After weeks of denials from the White House that the health care reform effort failed to exhibit the transparency President Barack Obama promised on the campaign trail, Obama is conceding that locking the public out of key discussions was a “mistake.”
“We had to make so many decisions quickly in a very difficult set of circumstances that after awhile, we started worrying more about getting the policy right than getting the process right,” Obama told ABC’s Diane Sawyer Monday. “But I had campaigned on process—part of what I had campaigned on was changing how Washington works, opening up, transparency. ...The health care debate as it unfolded legitimately raised concerns not just among my opponents, but also amongst supporters that we just don't know what's going on. And it's an ugly process and it looks like there are a bunch of back room deals.”
Obama said he planned to address the point in his State of the Union address on Wednesday.
“The process didn't run the way I ideally would like it to and that we have to move forward in a way that recaptures that sense of opening things up more,” Obama said.

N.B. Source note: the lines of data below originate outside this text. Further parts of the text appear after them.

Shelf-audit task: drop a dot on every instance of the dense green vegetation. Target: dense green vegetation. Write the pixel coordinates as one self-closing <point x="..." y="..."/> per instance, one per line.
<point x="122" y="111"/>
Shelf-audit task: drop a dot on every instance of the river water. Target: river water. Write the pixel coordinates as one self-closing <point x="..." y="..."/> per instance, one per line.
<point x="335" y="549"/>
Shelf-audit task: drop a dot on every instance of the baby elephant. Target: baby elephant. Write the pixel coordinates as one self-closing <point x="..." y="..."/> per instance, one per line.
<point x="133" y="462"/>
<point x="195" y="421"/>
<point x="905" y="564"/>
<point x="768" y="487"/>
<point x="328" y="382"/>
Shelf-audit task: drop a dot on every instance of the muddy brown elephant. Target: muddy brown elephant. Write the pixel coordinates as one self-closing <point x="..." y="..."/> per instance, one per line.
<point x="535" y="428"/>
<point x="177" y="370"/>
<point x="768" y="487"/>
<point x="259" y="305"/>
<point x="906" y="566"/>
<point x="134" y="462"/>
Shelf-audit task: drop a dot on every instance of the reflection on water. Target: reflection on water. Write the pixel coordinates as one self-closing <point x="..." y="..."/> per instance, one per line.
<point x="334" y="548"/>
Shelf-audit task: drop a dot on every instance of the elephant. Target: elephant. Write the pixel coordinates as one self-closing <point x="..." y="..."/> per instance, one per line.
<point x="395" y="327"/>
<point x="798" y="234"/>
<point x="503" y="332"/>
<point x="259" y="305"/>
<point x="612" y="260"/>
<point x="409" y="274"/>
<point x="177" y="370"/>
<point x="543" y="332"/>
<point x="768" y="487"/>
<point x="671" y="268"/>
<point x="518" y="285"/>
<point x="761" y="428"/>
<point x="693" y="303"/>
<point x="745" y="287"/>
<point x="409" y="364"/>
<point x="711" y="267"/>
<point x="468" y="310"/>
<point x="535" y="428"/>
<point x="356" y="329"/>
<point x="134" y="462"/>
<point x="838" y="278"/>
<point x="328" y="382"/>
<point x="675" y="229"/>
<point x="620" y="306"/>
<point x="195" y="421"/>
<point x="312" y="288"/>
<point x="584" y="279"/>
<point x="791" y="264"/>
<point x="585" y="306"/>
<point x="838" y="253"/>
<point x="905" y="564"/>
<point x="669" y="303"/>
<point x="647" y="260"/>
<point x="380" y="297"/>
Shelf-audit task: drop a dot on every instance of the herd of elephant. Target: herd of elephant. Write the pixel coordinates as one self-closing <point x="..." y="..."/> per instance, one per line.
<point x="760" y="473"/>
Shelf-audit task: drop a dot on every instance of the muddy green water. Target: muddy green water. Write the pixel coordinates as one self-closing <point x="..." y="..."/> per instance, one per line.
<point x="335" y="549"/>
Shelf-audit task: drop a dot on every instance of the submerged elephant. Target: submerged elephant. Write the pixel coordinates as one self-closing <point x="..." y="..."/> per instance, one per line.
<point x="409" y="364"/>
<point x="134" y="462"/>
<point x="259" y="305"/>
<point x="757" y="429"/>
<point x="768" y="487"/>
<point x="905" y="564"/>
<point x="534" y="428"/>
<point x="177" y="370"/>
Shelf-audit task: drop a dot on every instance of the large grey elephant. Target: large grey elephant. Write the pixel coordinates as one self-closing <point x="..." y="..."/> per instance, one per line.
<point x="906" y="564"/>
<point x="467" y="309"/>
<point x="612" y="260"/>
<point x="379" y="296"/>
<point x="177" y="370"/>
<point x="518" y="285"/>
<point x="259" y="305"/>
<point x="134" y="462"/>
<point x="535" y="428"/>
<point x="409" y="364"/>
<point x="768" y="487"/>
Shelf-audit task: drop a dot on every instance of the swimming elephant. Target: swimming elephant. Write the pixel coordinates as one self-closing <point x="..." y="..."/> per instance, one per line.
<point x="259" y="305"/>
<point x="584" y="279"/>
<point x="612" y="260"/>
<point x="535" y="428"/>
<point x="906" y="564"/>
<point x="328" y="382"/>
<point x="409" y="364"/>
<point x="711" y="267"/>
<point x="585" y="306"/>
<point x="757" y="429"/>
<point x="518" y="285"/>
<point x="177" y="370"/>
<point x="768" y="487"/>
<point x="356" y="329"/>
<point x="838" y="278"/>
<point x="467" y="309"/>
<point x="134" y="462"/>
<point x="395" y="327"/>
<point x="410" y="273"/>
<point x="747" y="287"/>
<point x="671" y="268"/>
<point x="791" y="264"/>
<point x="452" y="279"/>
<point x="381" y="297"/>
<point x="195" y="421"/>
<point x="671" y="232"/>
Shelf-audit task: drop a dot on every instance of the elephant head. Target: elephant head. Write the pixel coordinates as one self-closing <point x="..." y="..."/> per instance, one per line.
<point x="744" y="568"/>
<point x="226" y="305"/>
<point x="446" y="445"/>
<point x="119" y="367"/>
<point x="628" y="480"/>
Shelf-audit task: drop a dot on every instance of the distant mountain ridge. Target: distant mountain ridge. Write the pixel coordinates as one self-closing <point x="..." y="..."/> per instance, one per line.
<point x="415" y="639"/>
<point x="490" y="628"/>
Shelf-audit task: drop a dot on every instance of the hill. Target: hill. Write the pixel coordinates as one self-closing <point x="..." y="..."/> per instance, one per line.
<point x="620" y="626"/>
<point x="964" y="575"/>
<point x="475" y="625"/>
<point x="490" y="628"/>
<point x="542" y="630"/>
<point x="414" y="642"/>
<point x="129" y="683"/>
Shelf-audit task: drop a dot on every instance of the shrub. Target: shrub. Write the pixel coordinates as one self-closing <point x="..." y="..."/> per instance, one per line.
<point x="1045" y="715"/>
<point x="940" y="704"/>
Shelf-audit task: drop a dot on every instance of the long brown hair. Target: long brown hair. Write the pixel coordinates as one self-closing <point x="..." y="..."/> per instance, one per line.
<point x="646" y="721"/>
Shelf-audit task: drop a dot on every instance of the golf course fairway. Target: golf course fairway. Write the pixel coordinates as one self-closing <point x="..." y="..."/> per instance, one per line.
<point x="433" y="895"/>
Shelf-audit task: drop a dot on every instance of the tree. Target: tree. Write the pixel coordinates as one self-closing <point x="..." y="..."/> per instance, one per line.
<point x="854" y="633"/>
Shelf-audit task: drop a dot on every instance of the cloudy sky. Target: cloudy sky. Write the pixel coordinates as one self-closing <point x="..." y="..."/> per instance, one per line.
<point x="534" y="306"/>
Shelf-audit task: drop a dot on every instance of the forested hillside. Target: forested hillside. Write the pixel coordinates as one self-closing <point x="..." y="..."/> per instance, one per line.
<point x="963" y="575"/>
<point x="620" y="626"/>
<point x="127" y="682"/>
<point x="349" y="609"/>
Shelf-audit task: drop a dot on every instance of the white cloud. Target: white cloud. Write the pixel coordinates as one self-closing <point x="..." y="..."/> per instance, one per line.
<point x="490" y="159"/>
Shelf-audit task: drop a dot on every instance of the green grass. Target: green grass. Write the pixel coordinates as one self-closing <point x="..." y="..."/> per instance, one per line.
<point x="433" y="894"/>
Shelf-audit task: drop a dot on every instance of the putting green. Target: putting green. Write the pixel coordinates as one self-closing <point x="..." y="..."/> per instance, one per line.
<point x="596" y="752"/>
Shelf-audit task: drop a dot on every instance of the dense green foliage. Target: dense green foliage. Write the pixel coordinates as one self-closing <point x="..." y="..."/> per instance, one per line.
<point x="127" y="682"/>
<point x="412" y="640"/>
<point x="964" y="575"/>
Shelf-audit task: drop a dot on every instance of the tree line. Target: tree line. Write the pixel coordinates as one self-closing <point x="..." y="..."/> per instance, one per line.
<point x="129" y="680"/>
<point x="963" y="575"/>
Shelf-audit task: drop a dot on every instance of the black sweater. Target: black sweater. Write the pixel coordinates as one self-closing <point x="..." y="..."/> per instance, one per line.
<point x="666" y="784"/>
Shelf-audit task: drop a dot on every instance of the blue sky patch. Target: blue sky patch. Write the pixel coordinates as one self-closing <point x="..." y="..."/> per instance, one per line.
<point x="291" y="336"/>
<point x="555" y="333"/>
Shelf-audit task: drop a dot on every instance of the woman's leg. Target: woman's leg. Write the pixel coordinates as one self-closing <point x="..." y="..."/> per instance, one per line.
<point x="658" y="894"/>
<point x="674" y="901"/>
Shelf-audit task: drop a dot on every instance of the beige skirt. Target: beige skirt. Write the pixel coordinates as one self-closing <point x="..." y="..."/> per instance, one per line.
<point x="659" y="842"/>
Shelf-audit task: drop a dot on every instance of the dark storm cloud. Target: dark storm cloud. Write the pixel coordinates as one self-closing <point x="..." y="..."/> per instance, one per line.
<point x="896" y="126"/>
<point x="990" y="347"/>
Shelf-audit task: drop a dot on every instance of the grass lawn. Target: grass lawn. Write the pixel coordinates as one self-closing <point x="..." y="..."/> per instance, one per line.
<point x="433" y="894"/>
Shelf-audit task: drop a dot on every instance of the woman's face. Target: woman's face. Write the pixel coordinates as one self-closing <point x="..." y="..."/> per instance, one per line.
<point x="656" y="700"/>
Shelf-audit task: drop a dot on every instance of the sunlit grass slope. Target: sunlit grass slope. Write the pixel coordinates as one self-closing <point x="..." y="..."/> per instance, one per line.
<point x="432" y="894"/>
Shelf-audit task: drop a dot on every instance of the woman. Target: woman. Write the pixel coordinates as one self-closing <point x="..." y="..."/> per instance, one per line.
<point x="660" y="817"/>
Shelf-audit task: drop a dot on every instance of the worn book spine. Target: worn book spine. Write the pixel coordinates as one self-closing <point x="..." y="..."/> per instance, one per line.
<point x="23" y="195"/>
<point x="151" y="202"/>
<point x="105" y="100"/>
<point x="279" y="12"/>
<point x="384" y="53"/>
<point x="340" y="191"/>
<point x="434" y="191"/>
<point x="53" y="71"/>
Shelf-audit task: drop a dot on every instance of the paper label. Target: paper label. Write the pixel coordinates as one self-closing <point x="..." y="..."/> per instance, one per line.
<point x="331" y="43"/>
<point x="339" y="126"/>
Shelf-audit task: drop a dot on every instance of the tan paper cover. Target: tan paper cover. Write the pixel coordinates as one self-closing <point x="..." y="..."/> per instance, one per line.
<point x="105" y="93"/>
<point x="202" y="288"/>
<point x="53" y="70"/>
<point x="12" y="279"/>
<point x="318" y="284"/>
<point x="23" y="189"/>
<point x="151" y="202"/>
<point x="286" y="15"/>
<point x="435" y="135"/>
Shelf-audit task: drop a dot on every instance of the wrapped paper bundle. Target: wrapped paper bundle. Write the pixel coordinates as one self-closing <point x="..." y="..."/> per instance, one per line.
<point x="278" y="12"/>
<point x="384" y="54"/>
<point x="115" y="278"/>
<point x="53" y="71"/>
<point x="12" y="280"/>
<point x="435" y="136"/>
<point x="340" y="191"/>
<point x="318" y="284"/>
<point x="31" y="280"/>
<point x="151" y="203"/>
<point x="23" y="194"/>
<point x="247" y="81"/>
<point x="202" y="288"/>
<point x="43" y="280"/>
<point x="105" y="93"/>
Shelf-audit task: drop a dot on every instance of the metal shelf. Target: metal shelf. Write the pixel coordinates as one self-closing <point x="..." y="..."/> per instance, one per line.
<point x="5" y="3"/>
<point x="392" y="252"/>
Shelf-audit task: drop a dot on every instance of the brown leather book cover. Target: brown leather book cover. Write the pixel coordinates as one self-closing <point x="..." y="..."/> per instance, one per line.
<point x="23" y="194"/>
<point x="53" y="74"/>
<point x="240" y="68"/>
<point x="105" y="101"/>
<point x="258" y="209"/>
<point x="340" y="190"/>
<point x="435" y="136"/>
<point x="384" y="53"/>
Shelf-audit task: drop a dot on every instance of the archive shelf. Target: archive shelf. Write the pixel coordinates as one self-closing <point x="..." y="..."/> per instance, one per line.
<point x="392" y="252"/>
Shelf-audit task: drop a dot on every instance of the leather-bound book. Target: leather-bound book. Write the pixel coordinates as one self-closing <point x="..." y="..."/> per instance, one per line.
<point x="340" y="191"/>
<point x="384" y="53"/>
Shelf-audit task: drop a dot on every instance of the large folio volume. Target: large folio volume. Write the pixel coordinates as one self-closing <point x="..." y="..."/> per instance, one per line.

The president called the lack of transparency “my responsibility,” but moments later in the interview he suggested that decisions to handle key discussions in private were made by Congress.
“Let's just clarify. I didn't make a bunch of deals,” Obama told ABC. “There is a legislative process that is taking place in Congress and I am happy to own up to the fact that I have not changed Congress and how it operates the way I would have liked.”